Governance and Risk Controls:

  • Implement a robust identity and access management (IAM) framework across all cloud environments, integrating with enterprise directories and enforcing least privilege access for both human and AI service accounts.
  • Define clear data protection policies for AI data, including encryption at rest and in transit, data loss prevention (DLP) for sensitive information used by AI models, and data retention schedules.
  • Establish a proactive risk management and governance framework for AI, including regular threat modeling of AI architectures, red-teaming for AI models to identify vulnerabilities (e.g., prompt injection, model inversion attacks), and a clear incident response plan specifically for AI-related security breaches.
  • Mandate continuous monitoring for cloud and AI environments using Security Information and Event Management (SIEM) and Extended Detection and Response (XDR) platforms, with automated alerts for anomalous AI model behavior or unauthorized data access.
  • Ensure clear delineation of shared responsibility for security between the enterprise and its cloud managed service providers, documenting roles and responsibilities in formal agreements (e.g., for patch management, vulnerability scanning of underlying infrastructure).

What to do:

  • Adopt a top-down, enterprise-wide approach to security that embeds strong identity management, clear data protection policies, proactive risk management, and continuous monitoring into cloud platforms and operating models.
  • Embrace private and sovereign cloud solutions for AI workloads that handle highly sensitive or regulated data, providing enhanced control over data location and access.

What to avoid:

  • Treating security as an afterthought or a checkbox exercise; it is a prerequisite for realizing value from AI.
  • Outsourcing complete security responsibility to hyperscalers without maintaining internal oversight and tailored controls.

Summary

The convergence of cloud and AI marks a pivotal moment for enterprises. The NTT DATA report “Cloud-led innovation in the era of AI” (2026) unequivocally states that cloud is no longer just where systems run; it is the execution layer where AI operates, decisions are made, and value is created at scale.
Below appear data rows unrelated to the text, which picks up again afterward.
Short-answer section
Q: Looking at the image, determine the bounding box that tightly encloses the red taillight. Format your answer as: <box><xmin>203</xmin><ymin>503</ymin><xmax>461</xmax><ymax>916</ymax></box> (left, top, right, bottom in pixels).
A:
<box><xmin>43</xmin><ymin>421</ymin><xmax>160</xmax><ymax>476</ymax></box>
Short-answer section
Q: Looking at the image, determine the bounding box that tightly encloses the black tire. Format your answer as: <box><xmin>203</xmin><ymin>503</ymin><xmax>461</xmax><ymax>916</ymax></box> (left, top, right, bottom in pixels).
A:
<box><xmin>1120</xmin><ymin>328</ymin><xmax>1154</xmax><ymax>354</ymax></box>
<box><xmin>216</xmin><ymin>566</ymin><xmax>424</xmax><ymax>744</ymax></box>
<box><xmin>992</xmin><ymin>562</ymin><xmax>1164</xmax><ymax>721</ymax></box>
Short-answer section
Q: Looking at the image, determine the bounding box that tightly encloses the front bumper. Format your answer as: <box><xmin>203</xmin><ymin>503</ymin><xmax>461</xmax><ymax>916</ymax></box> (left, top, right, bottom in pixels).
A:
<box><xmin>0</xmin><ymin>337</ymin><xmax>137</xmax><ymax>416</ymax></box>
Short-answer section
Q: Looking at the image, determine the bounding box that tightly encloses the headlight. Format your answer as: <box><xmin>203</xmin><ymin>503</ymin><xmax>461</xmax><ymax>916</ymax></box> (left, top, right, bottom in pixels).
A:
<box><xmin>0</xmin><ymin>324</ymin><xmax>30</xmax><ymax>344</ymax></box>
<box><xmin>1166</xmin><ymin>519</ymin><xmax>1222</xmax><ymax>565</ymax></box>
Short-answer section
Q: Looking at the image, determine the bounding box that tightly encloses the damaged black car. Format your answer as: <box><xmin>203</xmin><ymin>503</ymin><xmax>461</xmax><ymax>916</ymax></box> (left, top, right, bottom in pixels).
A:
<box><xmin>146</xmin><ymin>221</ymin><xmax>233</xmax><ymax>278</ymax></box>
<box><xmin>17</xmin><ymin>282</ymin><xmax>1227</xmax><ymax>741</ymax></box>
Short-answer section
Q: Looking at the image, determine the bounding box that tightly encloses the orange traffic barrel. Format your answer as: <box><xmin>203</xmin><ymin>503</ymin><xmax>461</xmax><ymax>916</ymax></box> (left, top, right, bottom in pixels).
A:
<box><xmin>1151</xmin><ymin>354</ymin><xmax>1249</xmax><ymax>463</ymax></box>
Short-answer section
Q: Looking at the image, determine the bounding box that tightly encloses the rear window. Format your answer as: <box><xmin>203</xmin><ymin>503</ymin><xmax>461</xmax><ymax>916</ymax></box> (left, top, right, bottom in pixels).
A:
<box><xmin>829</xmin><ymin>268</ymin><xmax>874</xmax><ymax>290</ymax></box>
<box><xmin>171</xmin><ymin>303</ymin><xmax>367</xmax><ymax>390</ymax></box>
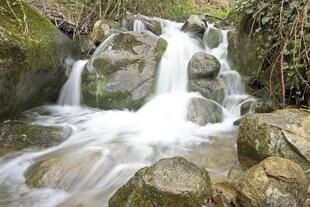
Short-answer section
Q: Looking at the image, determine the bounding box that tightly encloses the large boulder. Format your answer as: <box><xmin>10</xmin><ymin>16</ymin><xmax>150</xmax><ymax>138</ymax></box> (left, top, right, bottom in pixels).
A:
<box><xmin>82</xmin><ymin>31</ymin><xmax>167</xmax><ymax>109</ymax></box>
<box><xmin>237</xmin><ymin>157</ymin><xmax>308</xmax><ymax>207</ymax></box>
<box><xmin>109</xmin><ymin>157</ymin><xmax>211</xmax><ymax>207</ymax></box>
<box><xmin>0</xmin><ymin>121</ymin><xmax>70</xmax><ymax>155</ymax></box>
<box><xmin>124</xmin><ymin>13</ymin><xmax>162</xmax><ymax>35</ymax></box>
<box><xmin>189</xmin><ymin>78</ymin><xmax>227</xmax><ymax>103</ymax></box>
<box><xmin>237</xmin><ymin>109</ymin><xmax>310</xmax><ymax>177</ymax></box>
<box><xmin>188</xmin><ymin>52</ymin><xmax>221</xmax><ymax>80</ymax></box>
<box><xmin>187</xmin><ymin>97</ymin><xmax>223</xmax><ymax>126</ymax></box>
<box><xmin>181</xmin><ymin>14</ymin><xmax>208</xmax><ymax>35</ymax></box>
<box><xmin>0</xmin><ymin>0</ymin><xmax>75</xmax><ymax>118</ymax></box>
<box><xmin>25</xmin><ymin>150</ymin><xmax>101</xmax><ymax>191</ymax></box>
<box><xmin>90</xmin><ymin>19</ymin><xmax>121</xmax><ymax>45</ymax></box>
Organizations that embrace this reality and adapt their cloud strategies accordingly will be better positioned to compete and innovate.
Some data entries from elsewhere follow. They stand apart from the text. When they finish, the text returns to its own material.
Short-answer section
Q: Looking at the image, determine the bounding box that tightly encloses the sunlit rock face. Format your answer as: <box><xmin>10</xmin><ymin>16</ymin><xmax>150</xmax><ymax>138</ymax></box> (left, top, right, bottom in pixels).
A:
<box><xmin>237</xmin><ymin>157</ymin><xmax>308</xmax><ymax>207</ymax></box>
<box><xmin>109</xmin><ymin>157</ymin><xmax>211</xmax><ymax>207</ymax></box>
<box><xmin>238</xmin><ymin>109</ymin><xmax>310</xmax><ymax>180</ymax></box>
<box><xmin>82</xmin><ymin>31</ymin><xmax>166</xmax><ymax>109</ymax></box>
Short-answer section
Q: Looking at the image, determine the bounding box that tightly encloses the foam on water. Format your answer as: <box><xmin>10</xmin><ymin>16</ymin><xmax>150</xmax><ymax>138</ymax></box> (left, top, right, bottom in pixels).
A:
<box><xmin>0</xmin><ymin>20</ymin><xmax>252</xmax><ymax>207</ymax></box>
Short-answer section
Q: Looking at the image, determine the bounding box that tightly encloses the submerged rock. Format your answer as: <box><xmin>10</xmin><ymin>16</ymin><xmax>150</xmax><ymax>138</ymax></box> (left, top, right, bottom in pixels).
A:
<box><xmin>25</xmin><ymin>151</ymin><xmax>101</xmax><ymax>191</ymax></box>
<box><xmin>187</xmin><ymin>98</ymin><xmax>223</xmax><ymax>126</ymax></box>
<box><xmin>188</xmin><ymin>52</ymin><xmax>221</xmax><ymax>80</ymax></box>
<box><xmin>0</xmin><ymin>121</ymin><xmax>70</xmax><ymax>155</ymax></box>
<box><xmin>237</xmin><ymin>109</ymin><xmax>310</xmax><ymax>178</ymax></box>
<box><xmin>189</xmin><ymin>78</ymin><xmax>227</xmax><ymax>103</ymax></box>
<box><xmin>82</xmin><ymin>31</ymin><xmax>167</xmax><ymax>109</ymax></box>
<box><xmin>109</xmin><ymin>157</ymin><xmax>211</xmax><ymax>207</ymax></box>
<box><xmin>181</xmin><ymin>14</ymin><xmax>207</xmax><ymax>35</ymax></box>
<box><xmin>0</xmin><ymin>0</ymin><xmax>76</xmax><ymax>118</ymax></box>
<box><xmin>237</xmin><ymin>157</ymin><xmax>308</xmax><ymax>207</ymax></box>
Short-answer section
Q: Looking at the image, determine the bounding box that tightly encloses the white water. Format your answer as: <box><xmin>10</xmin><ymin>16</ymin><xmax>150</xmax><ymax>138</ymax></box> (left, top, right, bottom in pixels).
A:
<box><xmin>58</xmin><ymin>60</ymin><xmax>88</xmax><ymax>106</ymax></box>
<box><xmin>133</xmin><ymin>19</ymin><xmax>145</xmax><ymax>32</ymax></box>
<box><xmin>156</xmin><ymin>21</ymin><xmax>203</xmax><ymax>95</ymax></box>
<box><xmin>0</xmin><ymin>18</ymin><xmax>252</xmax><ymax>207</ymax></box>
Achieving this requires a holistic transformation: aligning cloud and AI strategies in tandem, making deliberate architectural choices, reimagining business value through modern applications and data readiness, adopting a platform-led operating model, resetting KPIs to focus on business outcomes, and fundamentally securing the entire AI-driven cloud ecosystem. By proactively addressing these imperatives, senior marketing and CX leaders can ensure their cloud investments deliver sustained business value and competitive advantage in the AI era.